Die herausgehobene Bedeutung der Berufsausübung eines Rechtsanwalts für die Rechtspflege und für die Wahrung der Rechte seiner Mandanten gebieten die besonders sorgfältige Beachtung der Eingriffsvoraussetzungen und des Grundsatzes der Verhältnismäßigkeit, auch wenn die Beschlagnahme und die auf sie gerichtete Durchsuchung bei einem als Strafverteidiger tätigen Rechtsanwalt durch § 97 StPO nicht generell ausgeschlossen ist, wenn dieser selbst Beschuldigter in einem gegen ihn gerichteten Strafverfahren ist.[4]
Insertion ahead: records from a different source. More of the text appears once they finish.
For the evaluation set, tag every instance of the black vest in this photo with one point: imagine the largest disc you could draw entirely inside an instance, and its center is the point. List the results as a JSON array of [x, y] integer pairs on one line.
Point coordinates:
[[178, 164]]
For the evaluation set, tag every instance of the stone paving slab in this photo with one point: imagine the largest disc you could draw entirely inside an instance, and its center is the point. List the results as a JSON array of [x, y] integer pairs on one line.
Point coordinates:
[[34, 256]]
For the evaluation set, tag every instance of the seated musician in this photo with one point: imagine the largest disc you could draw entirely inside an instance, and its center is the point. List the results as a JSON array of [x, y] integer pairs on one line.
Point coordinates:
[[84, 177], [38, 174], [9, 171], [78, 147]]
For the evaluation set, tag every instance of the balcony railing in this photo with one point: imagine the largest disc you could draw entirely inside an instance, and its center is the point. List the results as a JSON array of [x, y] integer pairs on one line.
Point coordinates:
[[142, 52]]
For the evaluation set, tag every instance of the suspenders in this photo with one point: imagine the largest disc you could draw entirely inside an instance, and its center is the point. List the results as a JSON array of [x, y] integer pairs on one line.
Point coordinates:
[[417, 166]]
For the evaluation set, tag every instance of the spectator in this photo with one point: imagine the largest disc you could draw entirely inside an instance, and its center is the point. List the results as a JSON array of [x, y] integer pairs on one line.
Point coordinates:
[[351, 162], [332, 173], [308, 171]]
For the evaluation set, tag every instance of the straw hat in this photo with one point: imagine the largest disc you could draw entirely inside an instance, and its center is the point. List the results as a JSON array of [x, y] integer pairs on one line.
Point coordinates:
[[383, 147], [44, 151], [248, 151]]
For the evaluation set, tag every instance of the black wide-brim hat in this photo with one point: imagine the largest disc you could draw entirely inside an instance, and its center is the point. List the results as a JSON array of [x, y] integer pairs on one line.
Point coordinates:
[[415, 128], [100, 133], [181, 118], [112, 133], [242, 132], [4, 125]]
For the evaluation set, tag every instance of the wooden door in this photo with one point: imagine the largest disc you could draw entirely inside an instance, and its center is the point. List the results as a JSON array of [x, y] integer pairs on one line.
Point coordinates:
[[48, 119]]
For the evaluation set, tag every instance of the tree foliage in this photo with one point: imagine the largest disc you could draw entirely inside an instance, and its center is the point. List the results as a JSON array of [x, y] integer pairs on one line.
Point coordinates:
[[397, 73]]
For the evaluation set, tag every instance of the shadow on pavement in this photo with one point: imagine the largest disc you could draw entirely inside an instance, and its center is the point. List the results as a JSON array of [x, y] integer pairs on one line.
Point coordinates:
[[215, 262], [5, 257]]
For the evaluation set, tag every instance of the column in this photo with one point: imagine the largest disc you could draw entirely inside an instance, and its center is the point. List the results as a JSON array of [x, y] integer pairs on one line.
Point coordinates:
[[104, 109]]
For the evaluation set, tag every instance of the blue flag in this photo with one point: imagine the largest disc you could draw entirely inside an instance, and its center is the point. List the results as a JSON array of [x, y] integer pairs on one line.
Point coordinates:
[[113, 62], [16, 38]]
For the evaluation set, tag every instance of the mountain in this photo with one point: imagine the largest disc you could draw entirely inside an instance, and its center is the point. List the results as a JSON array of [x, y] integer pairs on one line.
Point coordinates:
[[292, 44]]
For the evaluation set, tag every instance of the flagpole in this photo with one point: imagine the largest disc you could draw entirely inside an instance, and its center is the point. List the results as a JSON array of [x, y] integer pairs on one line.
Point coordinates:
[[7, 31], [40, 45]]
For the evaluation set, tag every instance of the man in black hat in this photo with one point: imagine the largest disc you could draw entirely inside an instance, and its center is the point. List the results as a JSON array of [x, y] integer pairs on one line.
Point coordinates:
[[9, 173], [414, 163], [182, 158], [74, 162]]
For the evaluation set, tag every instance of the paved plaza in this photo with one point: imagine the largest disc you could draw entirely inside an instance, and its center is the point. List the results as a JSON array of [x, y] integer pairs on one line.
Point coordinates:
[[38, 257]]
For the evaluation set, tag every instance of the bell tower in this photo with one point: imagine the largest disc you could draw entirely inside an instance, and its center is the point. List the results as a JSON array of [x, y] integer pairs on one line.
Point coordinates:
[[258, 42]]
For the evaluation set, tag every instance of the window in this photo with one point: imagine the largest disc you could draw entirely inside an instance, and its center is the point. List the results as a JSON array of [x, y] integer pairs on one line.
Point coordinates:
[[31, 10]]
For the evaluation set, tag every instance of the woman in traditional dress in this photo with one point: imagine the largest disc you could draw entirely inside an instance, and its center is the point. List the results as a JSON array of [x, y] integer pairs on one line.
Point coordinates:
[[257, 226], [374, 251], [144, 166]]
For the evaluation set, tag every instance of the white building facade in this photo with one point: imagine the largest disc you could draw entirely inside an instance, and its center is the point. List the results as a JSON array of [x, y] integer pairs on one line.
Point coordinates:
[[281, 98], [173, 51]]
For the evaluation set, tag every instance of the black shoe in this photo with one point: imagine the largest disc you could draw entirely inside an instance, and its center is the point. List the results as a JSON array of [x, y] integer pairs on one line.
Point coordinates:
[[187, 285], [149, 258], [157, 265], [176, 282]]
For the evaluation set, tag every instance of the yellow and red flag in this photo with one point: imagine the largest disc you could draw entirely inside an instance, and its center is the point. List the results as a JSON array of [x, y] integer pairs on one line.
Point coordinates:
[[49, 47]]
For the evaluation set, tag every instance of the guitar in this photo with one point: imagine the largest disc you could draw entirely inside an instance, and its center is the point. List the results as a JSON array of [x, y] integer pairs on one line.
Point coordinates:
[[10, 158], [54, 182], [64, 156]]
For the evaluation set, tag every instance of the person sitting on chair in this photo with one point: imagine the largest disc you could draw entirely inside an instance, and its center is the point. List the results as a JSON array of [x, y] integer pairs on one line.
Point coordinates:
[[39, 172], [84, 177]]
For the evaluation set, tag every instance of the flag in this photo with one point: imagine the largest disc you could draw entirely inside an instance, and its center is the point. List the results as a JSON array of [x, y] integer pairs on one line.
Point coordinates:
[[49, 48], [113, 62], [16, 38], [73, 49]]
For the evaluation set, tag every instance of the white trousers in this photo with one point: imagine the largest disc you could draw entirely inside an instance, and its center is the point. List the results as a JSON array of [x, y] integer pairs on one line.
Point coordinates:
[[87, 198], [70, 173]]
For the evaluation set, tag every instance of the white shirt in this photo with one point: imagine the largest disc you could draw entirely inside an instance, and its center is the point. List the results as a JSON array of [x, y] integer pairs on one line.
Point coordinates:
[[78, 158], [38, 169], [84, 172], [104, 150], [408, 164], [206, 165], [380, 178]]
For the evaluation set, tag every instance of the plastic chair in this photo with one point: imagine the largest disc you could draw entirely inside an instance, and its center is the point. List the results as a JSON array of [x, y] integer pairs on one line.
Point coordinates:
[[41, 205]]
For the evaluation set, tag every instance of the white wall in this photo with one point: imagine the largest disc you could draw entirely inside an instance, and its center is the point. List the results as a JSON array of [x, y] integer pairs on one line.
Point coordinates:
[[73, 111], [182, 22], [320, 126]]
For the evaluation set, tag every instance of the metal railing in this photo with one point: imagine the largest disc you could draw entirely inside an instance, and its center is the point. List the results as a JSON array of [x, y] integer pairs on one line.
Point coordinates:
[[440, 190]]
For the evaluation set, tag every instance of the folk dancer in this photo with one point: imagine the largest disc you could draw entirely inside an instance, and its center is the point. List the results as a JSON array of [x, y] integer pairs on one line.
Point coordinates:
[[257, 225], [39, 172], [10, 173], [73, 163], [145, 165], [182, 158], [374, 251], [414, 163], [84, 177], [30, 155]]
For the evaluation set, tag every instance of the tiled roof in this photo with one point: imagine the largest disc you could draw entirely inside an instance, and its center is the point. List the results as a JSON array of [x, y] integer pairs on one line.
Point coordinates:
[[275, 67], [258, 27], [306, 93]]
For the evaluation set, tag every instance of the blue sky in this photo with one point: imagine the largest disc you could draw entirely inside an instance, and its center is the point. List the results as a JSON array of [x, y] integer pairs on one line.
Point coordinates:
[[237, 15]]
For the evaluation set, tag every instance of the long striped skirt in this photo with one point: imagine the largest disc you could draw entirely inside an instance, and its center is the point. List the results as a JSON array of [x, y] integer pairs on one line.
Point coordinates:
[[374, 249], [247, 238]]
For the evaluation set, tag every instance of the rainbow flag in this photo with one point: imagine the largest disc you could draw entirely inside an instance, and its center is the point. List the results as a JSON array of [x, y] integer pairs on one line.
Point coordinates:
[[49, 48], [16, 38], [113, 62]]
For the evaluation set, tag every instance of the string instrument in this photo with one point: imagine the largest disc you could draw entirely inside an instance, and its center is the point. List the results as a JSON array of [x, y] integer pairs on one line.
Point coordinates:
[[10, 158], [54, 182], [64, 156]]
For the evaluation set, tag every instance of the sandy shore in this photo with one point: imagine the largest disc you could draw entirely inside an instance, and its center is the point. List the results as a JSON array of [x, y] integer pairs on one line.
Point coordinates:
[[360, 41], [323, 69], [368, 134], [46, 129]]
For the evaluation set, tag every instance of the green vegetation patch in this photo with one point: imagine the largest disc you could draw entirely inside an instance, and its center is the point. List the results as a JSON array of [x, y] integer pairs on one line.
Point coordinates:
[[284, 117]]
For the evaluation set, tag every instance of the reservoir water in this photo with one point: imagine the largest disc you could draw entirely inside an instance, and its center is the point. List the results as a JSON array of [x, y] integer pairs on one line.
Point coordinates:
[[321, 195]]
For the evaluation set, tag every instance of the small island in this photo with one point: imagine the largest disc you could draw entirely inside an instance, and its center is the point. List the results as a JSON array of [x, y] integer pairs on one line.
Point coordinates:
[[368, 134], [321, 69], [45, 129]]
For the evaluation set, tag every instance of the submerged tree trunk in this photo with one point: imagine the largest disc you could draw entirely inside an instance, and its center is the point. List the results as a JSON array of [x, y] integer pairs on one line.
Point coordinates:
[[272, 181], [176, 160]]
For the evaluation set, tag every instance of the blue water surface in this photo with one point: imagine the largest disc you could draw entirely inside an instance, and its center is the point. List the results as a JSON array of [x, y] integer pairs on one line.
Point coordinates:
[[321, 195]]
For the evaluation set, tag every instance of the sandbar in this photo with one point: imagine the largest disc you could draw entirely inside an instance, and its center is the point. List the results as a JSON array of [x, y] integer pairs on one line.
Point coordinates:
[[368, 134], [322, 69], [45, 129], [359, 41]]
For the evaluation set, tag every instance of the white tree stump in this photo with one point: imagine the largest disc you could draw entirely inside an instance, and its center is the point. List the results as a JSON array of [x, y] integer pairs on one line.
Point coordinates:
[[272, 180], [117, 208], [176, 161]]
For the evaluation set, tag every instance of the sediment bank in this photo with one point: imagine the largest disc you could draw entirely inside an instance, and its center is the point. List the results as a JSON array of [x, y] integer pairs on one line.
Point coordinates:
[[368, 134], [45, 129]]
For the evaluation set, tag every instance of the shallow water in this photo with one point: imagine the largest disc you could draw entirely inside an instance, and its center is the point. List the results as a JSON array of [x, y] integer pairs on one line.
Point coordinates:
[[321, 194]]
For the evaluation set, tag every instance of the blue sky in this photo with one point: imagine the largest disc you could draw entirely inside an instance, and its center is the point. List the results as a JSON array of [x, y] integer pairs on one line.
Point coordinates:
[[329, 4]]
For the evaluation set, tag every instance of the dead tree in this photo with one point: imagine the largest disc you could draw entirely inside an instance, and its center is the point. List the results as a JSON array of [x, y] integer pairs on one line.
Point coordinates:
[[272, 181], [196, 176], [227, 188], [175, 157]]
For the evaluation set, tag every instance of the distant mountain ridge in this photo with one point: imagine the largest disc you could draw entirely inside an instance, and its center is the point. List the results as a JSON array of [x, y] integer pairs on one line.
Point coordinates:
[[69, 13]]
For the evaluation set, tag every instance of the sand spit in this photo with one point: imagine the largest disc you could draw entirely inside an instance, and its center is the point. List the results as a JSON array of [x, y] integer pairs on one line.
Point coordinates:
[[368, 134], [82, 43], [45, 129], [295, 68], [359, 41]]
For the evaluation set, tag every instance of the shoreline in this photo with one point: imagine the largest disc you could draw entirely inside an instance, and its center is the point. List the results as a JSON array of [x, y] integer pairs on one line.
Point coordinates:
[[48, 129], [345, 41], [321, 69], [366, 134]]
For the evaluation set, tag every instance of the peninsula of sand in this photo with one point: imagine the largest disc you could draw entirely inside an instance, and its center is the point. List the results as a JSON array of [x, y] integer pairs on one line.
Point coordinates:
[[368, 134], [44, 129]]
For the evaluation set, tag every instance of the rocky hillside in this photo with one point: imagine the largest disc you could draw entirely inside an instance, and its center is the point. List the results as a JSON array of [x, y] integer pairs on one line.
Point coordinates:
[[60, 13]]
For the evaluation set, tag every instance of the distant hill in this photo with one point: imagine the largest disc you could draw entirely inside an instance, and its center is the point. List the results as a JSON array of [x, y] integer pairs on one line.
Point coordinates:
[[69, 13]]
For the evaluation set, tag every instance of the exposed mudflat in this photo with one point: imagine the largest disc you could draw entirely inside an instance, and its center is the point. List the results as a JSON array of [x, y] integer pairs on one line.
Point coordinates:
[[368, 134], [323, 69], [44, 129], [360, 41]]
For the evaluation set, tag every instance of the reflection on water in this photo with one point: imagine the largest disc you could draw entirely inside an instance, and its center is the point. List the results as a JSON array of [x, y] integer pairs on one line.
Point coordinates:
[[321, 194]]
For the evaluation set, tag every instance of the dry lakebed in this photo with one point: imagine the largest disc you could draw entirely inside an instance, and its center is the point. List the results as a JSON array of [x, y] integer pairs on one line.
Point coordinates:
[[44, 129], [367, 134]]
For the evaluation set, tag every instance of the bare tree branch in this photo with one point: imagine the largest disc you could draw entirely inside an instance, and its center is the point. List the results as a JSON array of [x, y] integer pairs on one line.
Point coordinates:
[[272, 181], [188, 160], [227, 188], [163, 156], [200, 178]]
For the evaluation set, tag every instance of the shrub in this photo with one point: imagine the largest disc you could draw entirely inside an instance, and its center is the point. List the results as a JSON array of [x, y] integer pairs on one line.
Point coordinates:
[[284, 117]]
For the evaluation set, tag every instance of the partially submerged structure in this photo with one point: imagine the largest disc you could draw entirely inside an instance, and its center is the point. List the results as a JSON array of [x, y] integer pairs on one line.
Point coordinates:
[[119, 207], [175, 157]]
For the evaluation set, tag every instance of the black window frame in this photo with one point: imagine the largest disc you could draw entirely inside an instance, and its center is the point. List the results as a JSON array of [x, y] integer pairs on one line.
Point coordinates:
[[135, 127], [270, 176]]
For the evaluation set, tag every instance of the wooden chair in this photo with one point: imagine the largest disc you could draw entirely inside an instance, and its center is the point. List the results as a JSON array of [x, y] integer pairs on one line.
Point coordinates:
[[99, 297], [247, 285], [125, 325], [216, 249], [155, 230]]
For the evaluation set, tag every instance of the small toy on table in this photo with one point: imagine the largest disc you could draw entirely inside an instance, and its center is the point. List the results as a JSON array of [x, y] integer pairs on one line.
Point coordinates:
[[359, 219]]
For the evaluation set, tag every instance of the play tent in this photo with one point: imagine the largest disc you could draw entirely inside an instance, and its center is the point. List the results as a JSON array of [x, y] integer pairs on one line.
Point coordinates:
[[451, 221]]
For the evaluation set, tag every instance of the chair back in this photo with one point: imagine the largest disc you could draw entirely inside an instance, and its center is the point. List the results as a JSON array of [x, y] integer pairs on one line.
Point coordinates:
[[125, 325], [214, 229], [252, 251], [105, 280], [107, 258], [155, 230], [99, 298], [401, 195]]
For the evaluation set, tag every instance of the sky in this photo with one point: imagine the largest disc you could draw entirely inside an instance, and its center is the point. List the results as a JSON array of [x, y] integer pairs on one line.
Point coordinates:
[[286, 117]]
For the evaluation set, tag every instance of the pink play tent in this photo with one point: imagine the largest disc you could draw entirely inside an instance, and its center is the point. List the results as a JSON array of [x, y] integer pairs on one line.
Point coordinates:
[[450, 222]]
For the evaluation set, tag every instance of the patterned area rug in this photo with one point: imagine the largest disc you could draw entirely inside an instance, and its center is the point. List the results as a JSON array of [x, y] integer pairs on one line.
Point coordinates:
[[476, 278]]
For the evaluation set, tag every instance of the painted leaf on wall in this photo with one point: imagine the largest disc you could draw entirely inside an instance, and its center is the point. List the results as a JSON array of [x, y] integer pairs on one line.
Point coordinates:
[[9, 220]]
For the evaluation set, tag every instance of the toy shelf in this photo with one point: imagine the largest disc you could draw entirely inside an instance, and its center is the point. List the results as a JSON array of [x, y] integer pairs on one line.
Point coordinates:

[1] BVerfG, Beschluss v. 26.5.1976, 2 BvR 294/76, NJW 1976 S. 1735; LG Köln, Beschluss v. 25.4.1983, 117 Qs 3/83, StV 1983 S. 275.
[2] LG Bonn, Urteil v. 1.7.1980, 37 Qs 57/80, NJW 1981 S. 292; LG Koblenz, Beschluss v. 20.3.2003, 4 QS 110/01, StraFo 2002 S. 248.
[3] BVerfG, Beschluss v. 26.3.1984, 2 BvR 201/84, wistra 1984 S. 221.